Experts estimate that about 135,000 children are adopted each year in the United States alone. While bringing an adopted child into your home can be beneficial, adoption often presents some unique problems when it comes to inheritance.

In order to ensure that your adopted child is provided for in the event of your death, here are three circumstances you should prepare for when planning your estate.

1. Adopting a child that is not related to you.

Making the choice to adopt a child you have no relation to can be exciting. Many couples find that these types of adoptions provide a way for them to build their family when traditional pregnancy methods fail.

Fortunately, the law recognizes adopted parents as the sole parents of any non-related children who have been adopted. Work with your attorney to establish a valid will, and your adopted child will be taken care of according to your wishes after your passing.

2. Adopting a child from a relative.

Sometimes adoptions occur because one relative doesn’t have the ability to provide for a child. Another relative, like a grandmother or aunt, will take custody of the child through the adoption process. In these types of adoptions, it is essential that you have filed the necessary termination of parental rights paperwork.

Both biological parents must typically agree to give up their rights as a parent, and having documentation will allow your attorney to include your adopted relative as a beneficiary in your estate.

3. Adopting your spouse’s child.

Blended families are becoming more common in today’s social landscape. If you want to ensure that your stepchild will be provided for in the event of your death, completing the adoption process can be beneficial. In order to include your stepchild in your will, you must have your spouses ex terminate his or her parental rights. If this proves to be a difficult task, you can have parental rights terminated by a court of law.

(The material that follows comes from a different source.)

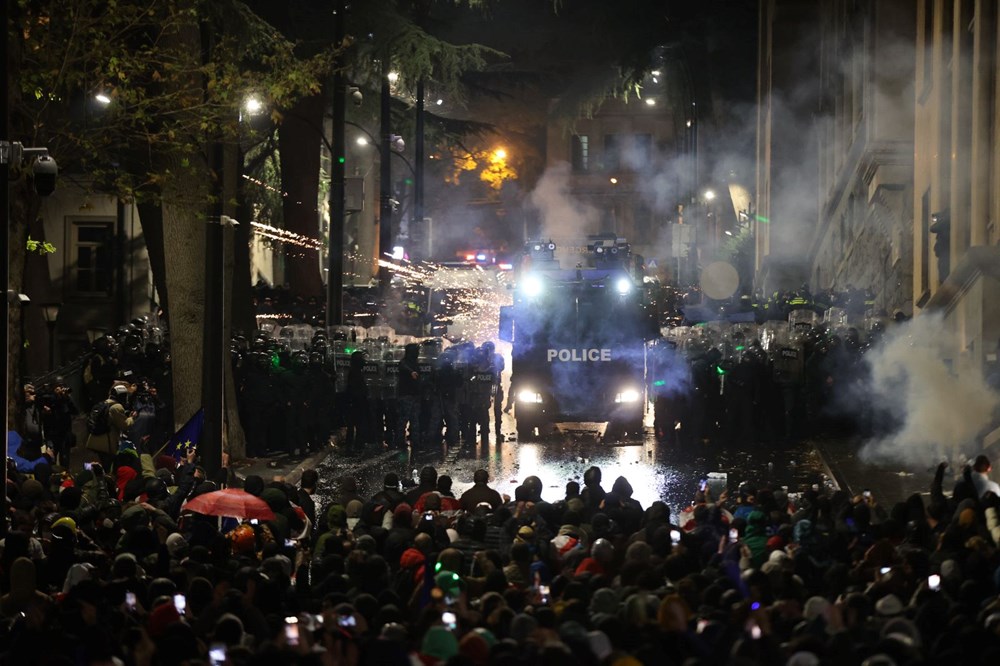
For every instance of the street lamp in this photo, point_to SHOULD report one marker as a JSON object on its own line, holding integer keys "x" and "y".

You need to prove that your spouse’s ex has abandoned the child through lack of communication, prove that your spouse’s ex is unfit to be a parent due to lack of resources, or show that the father (where applicable) listed on the child’s birth certificate is not the real father in order to terminate parental rights. Once this process is complete, you can validate your adoption and include your stepchild in your estate plans.

Being able to provide for an adopted child after your death doesn’t have to be difficult. Take the time to identify the type of adoption arrangements you have made, and then work with your attorney to take the steps necessary to include your adopted child in the estate planning process.